La EH también se caracteriza por una alteración progresiva de las capacidades cognitivas (de pensamiento), que abarcan la comprensión, el razonamiento, el juicio y la memoria. Los síntomas cognitivos incluyen lentitud de pensamiento, dificultad para la concentración, la organización, la planificación, la toma de decisiones y la capacidad para responder preguntas, así como problemas de memoria a corto plazo y alteración de la capacidad para retener y entender información nueva y para solucionar problemas.
Existe otro tipo de síntomas que aparecen según progresa la enfermedad, como la pérdida de peso, las alteraciones del sueño y la incontinencia urinaria.
Según la clasificación del Dr. Ira Shoulson, la progresión de la EH se divide en cinco estadios:
• Estadio inicial: La persona tiene diagnóstico de EH y puede realizar todas sus tareas, tanto en casa como en el trabajo.
• Estadio intermedio inicial: La persona puede realizar su trabajo pero con menor capacidad. Puede seguir haciendo frente a las tareas diarias, pero con algunas dificultades.
• Estadio intermedio tardío: La persona ya no puede realizar un trabajo remunerado ni hacer frente a sus responsabilidades domésticas. Precisa supervisión o ayuda para llevar su contabilidad diaria. Puede encontrar problemas para realizar otras actividades cotidianas, para las cuales solo requiere una pequeña ayuda.
• Estadio avanzado inicial: La persona es dependiente para sus actividades de la vida diaria, pero puede seguir siendo atendida en casa por sus familiares o cuidadores profesionales.
• Estadio avanzado: La persona requiere ayuda para sus actividades de la vida diaria y normalmente se hacen necesarios cuidados de enfermería profesionales.
Síntomas de EH Juvenil y de comienzo tardío
Cuando la EH tiene un comienzo temprano (es decir, antes de los 20 años), el corea es menos prominente, mientras que la lentitud del movimiento (bradicinesia) y la rigidez se hacen más prevalentes. En la mayoría de los casos, la progresión de la EH juvenil suele ser más rápida que en el adulto. Las primeras características de la EH juvenil pueden ser importantes cambios conductuales, problemas de aprendizaje, fracaso escolar y problemas de lenguaje. Ocasionalmente se pueden dar ataques epilépticos en la EH, y estos son más frecuentes entre los pacientes jóvenes.
Cuando la EH aparece a edades avanzadas, se suele caracterizar por tener más corea, mientras que la lentitud y la rigidez son menos prominentes. Cuando la EH tiene un comienzo tardío, es más difícil trazar una historia familiar, pues los padres de la persona afecta habrán fallecido sin mostrar síntomas de la enfermedad.

HERENCIA
Una persona afectada de EH puede pasar la enfermedad a su descendencia con una probabilidad del 50% en cada embarazo, sin diferencia entre sexos tanto de progenitores como de descendientes. Por ejemplo, en una familia con tres hijos es posible que hereden el gen alterado uno, dos o los tres hijos, así como los tres pueden heredar el gen normal, y por tanto, libarse todos los miembros de desarrollar la enfermedad.

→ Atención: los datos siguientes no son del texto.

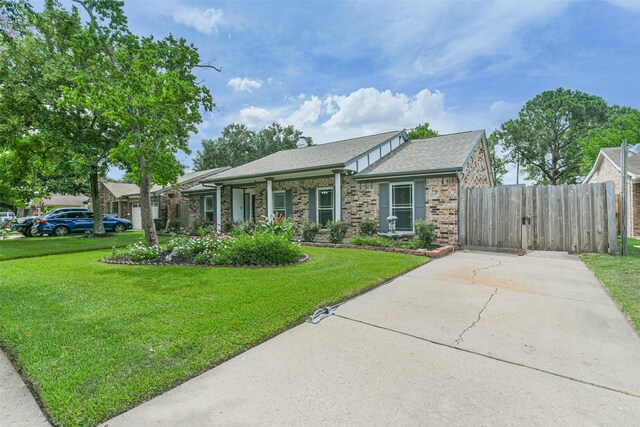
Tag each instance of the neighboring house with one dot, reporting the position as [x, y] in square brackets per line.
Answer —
[57, 201]
[124, 198]
[607, 168]
[369, 177]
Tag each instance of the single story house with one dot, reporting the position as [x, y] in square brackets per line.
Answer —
[373, 176]
[124, 198]
[607, 168]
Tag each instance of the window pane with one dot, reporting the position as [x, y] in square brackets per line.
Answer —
[404, 219]
[279, 201]
[402, 195]
[208, 203]
[325, 198]
[325, 216]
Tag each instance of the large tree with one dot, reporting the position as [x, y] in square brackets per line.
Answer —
[149, 88]
[544, 138]
[239, 145]
[49, 50]
[622, 123]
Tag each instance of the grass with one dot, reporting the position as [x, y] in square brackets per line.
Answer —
[95, 339]
[30, 247]
[621, 276]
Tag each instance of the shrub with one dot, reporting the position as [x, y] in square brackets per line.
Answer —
[425, 231]
[336, 231]
[309, 231]
[140, 252]
[368, 227]
[228, 225]
[371, 241]
[175, 224]
[202, 258]
[258, 249]
[277, 224]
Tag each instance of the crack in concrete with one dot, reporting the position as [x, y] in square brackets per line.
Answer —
[460, 339]
[475, 271]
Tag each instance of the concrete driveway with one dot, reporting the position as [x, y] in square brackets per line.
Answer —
[473, 338]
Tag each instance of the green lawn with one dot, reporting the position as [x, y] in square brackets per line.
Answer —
[28, 247]
[95, 339]
[621, 277]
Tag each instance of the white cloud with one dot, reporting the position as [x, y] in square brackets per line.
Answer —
[255, 117]
[369, 109]
[244, 84]
[364, 111]
[307, 114]
[205, 21]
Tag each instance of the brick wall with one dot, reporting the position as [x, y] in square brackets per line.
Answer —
[442, 208]
[608, 172]
[477, 172]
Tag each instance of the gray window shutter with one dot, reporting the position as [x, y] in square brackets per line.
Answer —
[312, 205]
[384, 207]
[288, 197]
[420, 200]
[215, 209]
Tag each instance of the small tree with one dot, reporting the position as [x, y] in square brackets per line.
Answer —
[422, 131]
[544, 138]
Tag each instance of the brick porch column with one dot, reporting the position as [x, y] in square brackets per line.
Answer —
[269, 196]
[219, 207]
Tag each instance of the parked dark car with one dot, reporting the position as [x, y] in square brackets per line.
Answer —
[25, 225]
[77, 222]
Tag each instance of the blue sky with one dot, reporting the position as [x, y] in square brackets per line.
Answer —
[344, 69]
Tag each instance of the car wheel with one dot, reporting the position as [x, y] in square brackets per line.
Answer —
[61, 230]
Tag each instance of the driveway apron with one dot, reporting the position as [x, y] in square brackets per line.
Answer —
[473, 338]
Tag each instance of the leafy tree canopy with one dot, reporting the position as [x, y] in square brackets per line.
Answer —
[623, 123]
[239, 145]
[544, 138]
[498, 163]
[422, 131]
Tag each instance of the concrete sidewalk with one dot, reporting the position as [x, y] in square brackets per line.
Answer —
[473, 338]
[17, 406]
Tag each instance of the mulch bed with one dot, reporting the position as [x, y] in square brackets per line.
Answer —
[300, 260]
[435, 253]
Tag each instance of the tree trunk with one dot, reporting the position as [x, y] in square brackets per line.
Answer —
[150, 233]
[98, 223]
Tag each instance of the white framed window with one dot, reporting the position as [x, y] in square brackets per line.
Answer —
[280, 203]
[402, 205]
[325, 206]
[208, 210]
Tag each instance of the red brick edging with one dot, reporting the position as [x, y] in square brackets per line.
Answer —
[422, 252]
[300, 260]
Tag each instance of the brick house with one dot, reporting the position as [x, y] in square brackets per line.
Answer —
[368, 177]
[124, 198]
[607, 168]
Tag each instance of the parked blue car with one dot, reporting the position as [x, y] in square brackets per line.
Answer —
[77, 222]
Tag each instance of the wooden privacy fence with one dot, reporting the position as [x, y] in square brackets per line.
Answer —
[571, 218]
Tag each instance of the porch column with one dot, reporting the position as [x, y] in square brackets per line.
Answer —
[219, 207]
[269, 196]
[337, 194]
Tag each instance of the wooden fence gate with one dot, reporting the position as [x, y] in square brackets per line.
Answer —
[571, 218]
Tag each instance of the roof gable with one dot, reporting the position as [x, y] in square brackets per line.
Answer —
[439, 153]
[322, 156]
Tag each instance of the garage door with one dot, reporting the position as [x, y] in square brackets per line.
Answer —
[136, 214]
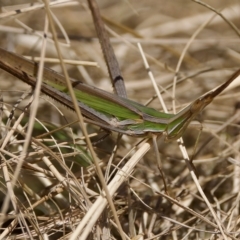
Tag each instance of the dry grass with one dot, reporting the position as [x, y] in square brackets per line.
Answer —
[55, 195]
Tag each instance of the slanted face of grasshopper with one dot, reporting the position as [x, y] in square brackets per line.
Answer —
[108, 110]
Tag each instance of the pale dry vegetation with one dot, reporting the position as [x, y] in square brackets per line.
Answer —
[49, 182]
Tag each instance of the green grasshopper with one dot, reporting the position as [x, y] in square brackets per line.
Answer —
[107, 110]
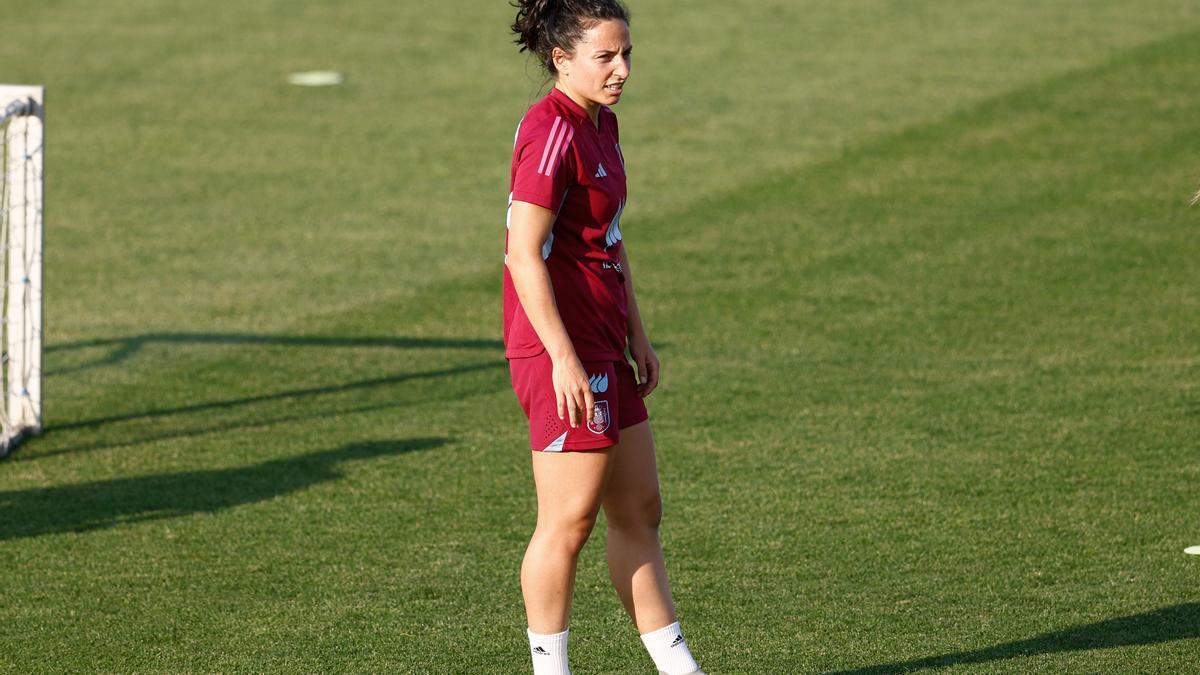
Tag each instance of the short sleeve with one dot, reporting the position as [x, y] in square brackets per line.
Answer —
[543, 162]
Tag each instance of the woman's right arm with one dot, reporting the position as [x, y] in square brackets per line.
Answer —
[529, 226]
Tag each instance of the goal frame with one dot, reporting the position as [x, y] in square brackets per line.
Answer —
[22, 198]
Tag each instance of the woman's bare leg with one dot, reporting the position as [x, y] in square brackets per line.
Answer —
[569, 488]
[634, 508]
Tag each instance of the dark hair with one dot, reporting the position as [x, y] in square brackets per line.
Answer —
[544, 24]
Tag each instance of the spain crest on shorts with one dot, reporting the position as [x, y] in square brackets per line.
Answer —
[600, 418]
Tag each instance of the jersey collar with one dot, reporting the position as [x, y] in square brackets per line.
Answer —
[571, 106]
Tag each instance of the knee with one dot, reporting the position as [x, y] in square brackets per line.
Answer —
[637, 515]
[570, 533]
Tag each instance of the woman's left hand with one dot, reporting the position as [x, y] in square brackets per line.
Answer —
[647, 364]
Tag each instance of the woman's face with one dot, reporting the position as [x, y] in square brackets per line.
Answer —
[597, 72]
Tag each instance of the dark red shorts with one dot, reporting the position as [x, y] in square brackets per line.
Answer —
[613, 387]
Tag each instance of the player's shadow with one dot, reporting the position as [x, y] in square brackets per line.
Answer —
[107, 503]
[118, 350]
[123, 348]
[1177, 622]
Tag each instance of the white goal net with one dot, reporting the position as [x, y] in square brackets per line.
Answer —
[22, 149]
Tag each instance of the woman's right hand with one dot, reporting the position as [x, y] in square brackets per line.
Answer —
[573, 392]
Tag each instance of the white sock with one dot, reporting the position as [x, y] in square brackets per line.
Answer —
[549, 653]
[670, 650]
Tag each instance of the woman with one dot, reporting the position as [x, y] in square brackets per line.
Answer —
[569, 316]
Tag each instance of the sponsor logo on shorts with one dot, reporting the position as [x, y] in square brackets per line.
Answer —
[600, 418]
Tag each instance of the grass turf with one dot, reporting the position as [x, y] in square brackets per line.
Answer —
[922, 276]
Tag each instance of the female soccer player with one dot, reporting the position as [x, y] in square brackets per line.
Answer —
[569, 316]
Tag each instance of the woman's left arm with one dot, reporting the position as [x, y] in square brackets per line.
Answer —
[645, 358]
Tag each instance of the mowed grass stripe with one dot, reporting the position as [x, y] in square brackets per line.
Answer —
[1009, 327]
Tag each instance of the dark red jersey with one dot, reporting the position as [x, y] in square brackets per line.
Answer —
[565, 163]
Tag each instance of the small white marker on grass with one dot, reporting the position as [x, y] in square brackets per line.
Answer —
[316, 78]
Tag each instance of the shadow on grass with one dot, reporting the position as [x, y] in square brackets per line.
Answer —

Para poder desarrollar la enfermedad se tiene que haber nacido con el gen alterado de la EH. Ser una persona con riesgo significa que el padre, la madre o alguno de los abuelos de esa persona es portador del gen alterado de la EH, independientemente de que haya desarrollado síntomas o no. Si uno de los progenitores está afecto, se tiene un riesgo del 50% de haber heredado el gen. Si uno de los abuelos está afecto y no se sabe si el padre/madre ha heredado el gen o no, entonces el riesgo de haber heredado el gen es, estadísticamente, del 25%. Por definición un portador no está afectado por la enfermedad, a menos que haya empezado a mostrar síntomas y signos.
Como se ha apuntado, el riesgo de heredar la EH al nacer es del 50%. Dado que la EH suele aparecer hacia la mitad de la vida, al pasar esta época el riesgo de padecer la enfermedad va disminuyendo, si es que usted no se sometió a las pruebas predicativas, y decidió no conocer si heredó o no el gen de la EH. En este caso, si usted cumple 60 años sin síntomas, su riesgo de desarrollar la EH será más bajo.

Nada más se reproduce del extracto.